Partly because of his influential connexions and also through his own wealth and status as a landowner, Richard derived considerable benefit from royal patronage. In 1438, for example, he was granted the farm of all tolls from his manor of Crowmarsh Gifford for the next seven years. On its expiry, the lease was promptly renewed for a second term by which date Henry VI had offered him a pension of 1s. a day, to be shared with John Ferriby, sometime controller of the royal household. Ferriby was dead by November 1443, when Richard was confirmed as sole recipient of the fee. Three years later, he secured the reversion of the post of master of the King’s harriers after the death of Richard Strickland, the then occupant, but although Strickland died before 1462 there is no evidence to suggest that the royal letters patent were implemented. The newly crowned Edward IV did, even so, agree to extend Richard’s farm of the tolls at Crowmarsh Gifford for a further 20 years, and there is some reason to suppose that, despite the generosity shown to him in Henry VI’s reign, he nursed quite strong Yorkist sympathies.
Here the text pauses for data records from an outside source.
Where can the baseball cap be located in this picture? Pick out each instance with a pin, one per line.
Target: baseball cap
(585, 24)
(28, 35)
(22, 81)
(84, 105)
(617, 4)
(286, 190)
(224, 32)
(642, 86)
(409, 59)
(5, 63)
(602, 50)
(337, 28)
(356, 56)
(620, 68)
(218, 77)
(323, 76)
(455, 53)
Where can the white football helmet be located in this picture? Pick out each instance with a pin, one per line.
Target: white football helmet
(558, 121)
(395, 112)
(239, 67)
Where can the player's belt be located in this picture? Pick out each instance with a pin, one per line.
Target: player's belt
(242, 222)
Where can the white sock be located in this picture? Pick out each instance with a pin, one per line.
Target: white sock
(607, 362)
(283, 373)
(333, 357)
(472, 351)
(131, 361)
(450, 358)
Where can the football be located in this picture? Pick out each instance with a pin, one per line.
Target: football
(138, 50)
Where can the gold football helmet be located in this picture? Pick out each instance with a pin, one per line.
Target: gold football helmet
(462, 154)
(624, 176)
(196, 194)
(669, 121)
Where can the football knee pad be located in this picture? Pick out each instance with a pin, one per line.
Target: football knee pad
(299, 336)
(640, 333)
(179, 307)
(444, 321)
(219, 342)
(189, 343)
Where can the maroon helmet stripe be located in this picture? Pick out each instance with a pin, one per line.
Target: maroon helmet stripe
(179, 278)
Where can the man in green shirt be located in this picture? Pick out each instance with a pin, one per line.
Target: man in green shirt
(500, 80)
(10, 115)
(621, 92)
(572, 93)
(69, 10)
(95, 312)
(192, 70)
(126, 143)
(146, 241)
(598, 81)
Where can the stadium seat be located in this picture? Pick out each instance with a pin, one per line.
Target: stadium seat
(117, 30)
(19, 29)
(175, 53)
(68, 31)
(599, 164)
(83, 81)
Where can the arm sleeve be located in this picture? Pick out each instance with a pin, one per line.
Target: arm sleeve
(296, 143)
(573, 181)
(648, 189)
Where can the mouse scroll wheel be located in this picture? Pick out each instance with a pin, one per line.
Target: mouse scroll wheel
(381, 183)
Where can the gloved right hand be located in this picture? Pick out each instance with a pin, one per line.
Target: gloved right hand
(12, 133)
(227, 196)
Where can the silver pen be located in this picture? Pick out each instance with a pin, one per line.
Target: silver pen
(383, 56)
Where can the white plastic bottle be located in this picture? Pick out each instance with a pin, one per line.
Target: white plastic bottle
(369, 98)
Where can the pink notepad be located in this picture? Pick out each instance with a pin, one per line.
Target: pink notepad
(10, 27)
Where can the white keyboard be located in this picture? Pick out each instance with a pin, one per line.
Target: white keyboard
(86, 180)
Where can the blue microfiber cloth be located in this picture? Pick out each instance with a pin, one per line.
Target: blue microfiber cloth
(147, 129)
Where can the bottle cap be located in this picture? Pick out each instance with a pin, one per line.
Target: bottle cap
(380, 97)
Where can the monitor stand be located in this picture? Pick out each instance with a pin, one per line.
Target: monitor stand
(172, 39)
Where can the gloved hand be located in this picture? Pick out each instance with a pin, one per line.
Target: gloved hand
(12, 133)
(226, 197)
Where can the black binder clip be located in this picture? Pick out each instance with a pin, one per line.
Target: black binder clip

His removal from the bench in Berkshire and Buckinghamshire in 1459 may, of course, have been influenced by his age rather than his opposition to the then victorious Lancastrians, although it is worth noting that Edward IV considered him to be a suitable choice as sheriff of Oxfordshire and Berkshire two years later.6

Naturally enough, Richard had sought to consolidate his possessions in the south, and in December 1445 he was pardoned for acquiring the manor of Bury in Chalfont St. Giles, Buckinghamshire, from William Whaplode* without the necessary royal licence. Whaplode, who was his father’s stepbrother, died in 1447, leaving instructions that his executors were to sell his other manor of Vache in Chalfont St. Giles to Richard ‘for a reasonable sum’. Consequently, when he died, at the age of 76 or more, in September 1475, Richard was able to hand on to his son even more property than he himself had inherited. Thomas Restwold was then over 30 years old, and took immediate possession of the family estates.7

Ref Volumes: 1386-1421

Author: C.R.

Notes

  • 1. C140/51/8.
  • 2. CFR, xiv. 385-6, 423; xv. 92; CPR, 1429-36, p. 346; 1436-41, p. 75; 1447-54, pp. 209-11, 213, 215; CCR, 1461-8, p. 355; Cumb. and Westmld. Antiq. and Arch. Soc. n.s. vii. 247; CAD, i. no. A708; v. A10955.
  • 3. CCR, 1422-9, pp. 446-7; CPR, 1429-36, p. 395; CAD, i. no. C1229; Stonor Letters (Cam. Soc. ser. 3, xxix), 107; Boarstall Cart. (Oxf. Hist. Soc. lxxxviii), 39, 54, 65; HP ed. Wedgwood, 1439-1509, Biogs. 714.
  • 4. CFR, xv. 156; CCR, 1429-35, p. 157; 1441-7, pp. 412, 496; 1447-54, pp. 25, 507; 1454-61, pp. 171-2; 1468-76, no. 1522; CPR, 1441-6, p. 138; 1446-52, p. 466; CAD, i. A569-71, 574, 576; Boarstall Cart. 262, 274; C1/16/500, 33/144; CP25(1)191/28/24.
  • 5. HP ed. Wedgwood, 1439-1509, Biogs. 714.
  • 6. CFR, xvii. 45-46, 318; xx. 59; CPR, 1436-41, p. 486; 1441-6, pp. 223, 452; 1452-61, p. 87; 1461-7, p. 200.
  • 7. VCH Bucks. iii. 187; CPR, 1441-6, p. 392; C140/51/8. A writ of diem clausit extremum was issued in Richard’s name prematurely on 14 Apr. 1475, which suggests that he had been near to death for some time: CFR, xxi. 98.